Net income soared 56 percent to $136 million, $2.87 earnings per share (EPS), from $87 million ($1.79 EPS), handily beating consensus estimates of $2.11 EPS.
Segment operating margin increased more than a percent to 9.4 percent, nearly in the middle of the company’s 9 to 10 percent annual target range, which HII expects to hit this year, Mike Petters, the company’s president and CEO, said on the earnings call. He added HII expects to be in this segment margin range “out to 2020.”
Sales increased 12 percent to $1.8 billion from $1.6 billion a year ago.
At Ingalls, operating income rose 82 percent to $82 million, which the company attributed to performance improvement and higher risk retirement on the LPD amphibious transport dock and DDG destroyer ship programs. Segment margin was 14 percent, a 440 basis point improvement from a year ago
Sales at Ingalls increased 25 percent to $586 million on the DDG and LPD programs.
Operating income at the Newport News Shipbuilding division dipped 4 percent to $89 million on lower risk retirement on the Virginia-class submarine program, lower volume on the CVN-72 Abraham Lincoln carrier overhaul and refueling program, and lower performance on the CVN-78 Gerald R Ford carrier program under construction.
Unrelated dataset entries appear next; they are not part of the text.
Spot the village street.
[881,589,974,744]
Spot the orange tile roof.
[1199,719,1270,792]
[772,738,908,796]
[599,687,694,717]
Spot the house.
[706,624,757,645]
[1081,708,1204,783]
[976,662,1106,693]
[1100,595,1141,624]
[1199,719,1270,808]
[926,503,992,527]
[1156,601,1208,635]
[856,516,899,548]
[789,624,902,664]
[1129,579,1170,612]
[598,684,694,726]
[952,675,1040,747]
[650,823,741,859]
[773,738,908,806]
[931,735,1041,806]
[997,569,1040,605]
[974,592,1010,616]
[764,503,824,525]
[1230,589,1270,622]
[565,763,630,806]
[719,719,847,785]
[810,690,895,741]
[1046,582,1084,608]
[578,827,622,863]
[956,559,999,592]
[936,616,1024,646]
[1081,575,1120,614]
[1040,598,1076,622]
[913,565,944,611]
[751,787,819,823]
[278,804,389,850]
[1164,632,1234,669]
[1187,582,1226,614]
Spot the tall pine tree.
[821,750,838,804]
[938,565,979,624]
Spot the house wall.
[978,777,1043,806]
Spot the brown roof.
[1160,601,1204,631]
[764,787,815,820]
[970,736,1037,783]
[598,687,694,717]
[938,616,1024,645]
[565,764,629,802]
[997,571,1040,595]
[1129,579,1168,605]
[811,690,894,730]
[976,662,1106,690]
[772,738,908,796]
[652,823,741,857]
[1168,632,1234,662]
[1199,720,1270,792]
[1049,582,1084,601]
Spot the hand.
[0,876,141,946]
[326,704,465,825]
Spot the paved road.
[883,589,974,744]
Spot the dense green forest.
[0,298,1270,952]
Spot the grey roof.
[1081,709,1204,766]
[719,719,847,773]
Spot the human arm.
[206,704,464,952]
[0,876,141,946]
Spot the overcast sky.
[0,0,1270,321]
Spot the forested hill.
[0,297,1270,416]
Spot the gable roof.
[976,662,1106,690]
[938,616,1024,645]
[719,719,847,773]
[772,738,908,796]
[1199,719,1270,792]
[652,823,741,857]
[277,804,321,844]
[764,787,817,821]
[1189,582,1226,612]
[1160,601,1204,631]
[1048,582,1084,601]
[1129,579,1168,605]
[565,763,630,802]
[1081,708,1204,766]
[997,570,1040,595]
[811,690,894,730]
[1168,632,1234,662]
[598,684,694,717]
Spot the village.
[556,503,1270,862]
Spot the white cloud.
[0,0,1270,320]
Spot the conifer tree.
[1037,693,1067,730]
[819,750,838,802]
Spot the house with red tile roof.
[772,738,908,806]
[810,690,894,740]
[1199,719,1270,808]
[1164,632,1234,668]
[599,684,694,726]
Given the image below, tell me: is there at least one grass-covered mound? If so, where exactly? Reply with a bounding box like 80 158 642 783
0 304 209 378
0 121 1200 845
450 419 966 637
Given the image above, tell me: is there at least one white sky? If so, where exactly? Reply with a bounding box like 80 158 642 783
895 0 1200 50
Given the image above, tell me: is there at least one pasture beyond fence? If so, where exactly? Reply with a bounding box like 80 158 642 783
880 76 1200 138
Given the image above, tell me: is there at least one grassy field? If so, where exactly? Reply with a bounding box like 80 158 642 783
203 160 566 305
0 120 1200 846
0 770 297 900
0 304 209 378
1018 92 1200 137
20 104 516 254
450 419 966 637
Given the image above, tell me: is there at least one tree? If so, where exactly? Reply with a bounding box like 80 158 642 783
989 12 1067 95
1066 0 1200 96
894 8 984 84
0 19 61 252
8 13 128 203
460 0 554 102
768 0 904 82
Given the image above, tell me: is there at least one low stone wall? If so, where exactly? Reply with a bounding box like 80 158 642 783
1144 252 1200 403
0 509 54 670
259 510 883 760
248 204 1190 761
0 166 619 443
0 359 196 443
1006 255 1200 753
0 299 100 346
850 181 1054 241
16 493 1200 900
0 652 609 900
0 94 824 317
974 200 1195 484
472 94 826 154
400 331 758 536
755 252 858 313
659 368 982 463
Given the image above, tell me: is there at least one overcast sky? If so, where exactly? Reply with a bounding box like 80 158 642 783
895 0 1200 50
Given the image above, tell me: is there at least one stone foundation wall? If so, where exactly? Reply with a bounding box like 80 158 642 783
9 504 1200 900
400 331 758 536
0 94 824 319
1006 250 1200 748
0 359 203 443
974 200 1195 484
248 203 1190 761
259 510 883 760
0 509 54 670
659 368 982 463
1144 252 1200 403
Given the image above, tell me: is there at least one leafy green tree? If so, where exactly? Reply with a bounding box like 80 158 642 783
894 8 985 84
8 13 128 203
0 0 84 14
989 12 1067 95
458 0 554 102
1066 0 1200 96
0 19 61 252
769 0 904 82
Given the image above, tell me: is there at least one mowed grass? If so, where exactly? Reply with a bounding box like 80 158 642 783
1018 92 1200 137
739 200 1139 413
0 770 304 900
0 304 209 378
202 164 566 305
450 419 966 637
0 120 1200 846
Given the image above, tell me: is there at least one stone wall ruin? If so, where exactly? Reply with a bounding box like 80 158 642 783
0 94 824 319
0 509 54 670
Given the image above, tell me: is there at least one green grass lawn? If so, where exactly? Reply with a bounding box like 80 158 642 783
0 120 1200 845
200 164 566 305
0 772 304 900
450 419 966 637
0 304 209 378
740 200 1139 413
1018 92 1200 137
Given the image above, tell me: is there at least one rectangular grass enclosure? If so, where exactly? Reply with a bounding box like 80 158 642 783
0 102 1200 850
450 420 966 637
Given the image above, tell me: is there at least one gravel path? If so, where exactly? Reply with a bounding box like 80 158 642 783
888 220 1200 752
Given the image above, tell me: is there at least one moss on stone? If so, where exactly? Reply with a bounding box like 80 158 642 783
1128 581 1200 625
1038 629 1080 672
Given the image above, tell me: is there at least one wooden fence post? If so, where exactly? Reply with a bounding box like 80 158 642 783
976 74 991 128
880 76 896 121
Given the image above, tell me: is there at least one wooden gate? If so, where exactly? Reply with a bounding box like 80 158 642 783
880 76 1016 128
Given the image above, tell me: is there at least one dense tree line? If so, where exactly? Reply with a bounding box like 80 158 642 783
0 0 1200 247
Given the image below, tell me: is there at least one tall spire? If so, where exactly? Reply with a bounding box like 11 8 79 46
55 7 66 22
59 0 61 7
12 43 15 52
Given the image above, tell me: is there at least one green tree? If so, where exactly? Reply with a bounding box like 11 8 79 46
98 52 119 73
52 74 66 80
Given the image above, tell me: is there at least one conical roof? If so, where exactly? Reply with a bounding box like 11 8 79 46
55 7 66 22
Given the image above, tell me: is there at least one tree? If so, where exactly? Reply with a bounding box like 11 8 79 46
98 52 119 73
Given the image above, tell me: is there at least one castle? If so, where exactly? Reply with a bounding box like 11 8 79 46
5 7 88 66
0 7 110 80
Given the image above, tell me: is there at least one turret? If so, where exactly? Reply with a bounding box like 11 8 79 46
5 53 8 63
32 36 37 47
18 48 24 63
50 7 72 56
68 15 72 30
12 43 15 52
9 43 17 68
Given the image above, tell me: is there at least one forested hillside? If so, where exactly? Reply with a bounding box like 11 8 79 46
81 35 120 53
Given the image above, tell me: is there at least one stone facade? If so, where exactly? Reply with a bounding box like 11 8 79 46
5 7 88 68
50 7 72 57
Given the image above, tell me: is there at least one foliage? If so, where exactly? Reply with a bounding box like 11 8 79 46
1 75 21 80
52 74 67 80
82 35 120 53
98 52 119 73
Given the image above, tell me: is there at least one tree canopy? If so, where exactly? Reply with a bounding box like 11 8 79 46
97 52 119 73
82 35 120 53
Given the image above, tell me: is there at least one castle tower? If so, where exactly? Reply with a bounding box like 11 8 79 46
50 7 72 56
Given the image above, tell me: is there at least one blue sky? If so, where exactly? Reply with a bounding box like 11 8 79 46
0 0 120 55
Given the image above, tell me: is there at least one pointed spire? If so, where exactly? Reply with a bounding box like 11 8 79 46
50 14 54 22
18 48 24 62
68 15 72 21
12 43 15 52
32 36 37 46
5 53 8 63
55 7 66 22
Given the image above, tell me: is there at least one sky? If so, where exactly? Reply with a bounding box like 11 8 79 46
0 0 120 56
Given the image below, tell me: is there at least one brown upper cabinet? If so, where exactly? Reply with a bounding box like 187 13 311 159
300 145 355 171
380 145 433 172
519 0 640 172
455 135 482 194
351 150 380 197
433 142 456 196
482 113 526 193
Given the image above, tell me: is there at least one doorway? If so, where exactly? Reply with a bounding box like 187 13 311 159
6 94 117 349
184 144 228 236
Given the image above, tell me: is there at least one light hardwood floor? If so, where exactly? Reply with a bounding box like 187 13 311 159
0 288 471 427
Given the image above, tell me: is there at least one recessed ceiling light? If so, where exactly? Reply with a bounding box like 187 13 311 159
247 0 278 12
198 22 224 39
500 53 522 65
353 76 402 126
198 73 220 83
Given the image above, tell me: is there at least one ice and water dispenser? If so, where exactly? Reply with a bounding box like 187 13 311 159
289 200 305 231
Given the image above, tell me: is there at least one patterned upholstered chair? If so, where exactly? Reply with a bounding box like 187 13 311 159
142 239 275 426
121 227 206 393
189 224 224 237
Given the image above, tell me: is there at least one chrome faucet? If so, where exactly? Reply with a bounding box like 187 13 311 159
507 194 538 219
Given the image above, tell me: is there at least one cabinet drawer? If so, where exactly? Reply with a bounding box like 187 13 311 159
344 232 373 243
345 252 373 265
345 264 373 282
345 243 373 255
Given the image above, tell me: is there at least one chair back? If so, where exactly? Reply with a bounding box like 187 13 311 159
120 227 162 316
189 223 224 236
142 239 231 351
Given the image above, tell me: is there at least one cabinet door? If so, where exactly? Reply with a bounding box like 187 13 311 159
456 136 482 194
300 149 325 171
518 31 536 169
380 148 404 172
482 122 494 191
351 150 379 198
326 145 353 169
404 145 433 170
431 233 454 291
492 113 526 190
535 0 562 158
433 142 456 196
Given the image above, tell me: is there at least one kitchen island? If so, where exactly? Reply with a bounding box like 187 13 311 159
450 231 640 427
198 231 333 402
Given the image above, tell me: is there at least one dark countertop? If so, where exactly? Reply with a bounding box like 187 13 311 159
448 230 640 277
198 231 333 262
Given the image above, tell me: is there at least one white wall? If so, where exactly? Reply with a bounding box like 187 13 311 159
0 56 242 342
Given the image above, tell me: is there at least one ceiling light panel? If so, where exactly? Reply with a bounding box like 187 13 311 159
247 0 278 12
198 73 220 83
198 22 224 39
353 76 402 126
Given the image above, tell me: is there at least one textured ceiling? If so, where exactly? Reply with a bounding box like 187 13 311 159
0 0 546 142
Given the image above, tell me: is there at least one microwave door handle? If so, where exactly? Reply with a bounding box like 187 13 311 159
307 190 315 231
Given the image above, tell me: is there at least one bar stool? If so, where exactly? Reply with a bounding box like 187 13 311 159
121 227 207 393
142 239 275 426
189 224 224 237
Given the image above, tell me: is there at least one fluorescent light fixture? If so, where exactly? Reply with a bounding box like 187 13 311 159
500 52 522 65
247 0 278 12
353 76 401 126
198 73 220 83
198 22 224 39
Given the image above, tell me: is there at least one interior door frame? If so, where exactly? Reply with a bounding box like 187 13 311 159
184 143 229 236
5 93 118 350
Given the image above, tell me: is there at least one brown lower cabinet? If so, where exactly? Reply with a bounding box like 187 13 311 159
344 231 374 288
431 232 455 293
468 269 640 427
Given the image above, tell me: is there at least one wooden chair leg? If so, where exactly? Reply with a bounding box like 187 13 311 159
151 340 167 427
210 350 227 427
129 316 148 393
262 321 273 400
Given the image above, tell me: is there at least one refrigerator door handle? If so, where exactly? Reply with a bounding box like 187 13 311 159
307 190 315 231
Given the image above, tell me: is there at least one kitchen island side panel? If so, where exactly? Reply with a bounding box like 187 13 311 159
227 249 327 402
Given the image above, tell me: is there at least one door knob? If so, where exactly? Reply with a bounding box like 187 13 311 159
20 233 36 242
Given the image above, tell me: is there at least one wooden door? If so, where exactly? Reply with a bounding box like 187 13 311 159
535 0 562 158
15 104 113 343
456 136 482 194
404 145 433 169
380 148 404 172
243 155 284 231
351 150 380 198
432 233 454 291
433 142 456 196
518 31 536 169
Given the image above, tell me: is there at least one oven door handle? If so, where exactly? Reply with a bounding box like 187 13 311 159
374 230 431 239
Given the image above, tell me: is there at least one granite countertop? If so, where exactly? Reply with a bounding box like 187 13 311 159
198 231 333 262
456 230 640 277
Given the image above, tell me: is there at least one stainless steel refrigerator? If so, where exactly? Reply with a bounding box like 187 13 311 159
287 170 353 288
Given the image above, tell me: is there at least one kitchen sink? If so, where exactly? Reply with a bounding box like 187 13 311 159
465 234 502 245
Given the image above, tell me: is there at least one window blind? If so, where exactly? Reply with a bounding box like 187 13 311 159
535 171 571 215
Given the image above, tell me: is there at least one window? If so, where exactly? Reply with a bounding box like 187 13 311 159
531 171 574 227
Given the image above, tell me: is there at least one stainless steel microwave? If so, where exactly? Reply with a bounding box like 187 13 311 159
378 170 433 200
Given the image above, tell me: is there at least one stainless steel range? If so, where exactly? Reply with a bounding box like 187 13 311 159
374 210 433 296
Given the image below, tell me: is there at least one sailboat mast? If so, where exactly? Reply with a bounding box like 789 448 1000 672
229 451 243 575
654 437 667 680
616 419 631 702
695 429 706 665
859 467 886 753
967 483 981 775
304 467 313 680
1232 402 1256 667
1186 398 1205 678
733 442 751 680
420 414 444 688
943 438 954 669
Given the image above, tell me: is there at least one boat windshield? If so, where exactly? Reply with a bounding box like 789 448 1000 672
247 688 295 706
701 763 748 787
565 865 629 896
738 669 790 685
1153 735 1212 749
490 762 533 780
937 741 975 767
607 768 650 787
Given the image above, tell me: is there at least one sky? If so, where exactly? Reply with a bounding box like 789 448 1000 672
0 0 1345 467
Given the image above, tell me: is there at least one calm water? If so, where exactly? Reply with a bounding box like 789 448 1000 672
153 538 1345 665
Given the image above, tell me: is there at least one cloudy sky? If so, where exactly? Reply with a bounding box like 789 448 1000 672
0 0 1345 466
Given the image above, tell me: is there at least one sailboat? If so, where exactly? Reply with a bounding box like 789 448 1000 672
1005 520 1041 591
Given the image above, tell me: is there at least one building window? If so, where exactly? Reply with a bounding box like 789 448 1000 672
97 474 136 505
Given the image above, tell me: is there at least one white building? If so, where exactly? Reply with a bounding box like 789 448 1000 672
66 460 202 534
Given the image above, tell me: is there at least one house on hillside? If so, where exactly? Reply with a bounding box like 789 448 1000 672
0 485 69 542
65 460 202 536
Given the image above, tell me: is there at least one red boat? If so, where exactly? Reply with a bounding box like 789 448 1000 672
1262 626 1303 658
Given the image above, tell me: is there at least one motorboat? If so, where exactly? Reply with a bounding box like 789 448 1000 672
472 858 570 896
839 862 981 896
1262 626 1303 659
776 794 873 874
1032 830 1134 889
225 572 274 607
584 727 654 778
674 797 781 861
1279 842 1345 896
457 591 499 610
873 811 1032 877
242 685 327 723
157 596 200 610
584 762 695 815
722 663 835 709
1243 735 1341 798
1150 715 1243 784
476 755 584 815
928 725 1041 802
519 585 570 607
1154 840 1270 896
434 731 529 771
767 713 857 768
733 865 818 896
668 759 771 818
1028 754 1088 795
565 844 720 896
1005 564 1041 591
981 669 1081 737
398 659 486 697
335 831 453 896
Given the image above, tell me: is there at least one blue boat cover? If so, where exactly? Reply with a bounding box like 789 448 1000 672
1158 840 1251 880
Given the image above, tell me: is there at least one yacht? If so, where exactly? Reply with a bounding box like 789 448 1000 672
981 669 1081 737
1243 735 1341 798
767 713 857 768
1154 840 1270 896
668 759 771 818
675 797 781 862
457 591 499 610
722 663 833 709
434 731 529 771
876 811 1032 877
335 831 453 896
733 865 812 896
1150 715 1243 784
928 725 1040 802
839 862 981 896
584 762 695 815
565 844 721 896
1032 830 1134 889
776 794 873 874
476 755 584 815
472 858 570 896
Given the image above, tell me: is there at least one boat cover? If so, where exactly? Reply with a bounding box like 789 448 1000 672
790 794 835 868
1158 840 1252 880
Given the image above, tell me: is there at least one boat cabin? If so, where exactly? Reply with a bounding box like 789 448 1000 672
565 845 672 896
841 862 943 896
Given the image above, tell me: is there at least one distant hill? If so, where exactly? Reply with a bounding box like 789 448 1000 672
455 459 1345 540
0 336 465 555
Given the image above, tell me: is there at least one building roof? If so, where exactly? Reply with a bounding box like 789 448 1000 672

Petters said that test problems with the Ford program led to a delay in builder’s trials, pointing out that “the challenges are not out of the ordinary for the lead ship of ship.” He added that overall the “ship looks great” and that “it’s really a finished ship except for the folks that are testing it.”
Newport News enjoyed strong sales, up 9 percent to $1.2 billion, on work for the Department of Energy and on the Virginia-class submarine program.
HII’s “other” segment, which largely consists of a business that supports the oil and gas industry, posted a $5 million operating loss, down from a $10 million loss a year ago. This business has been an unwelcome thorn in the company’s results due to weakness in the oil and gas markets. Sales in the segment fell 40 percent to $24 million.
Despite a recent rise in the price of oil, Petters said the company’s business here won’t benefit until its customers make capital investments, which isn’t happening “in any consistent way.”
Free cash flow in the quarter was $17 million and the company spent $72 million on share repurchases and dividend payments. Bookings were $1 billion and total backlog stood at $21.3 billion, down $700 million from the end of 2015, with $13 billion funded.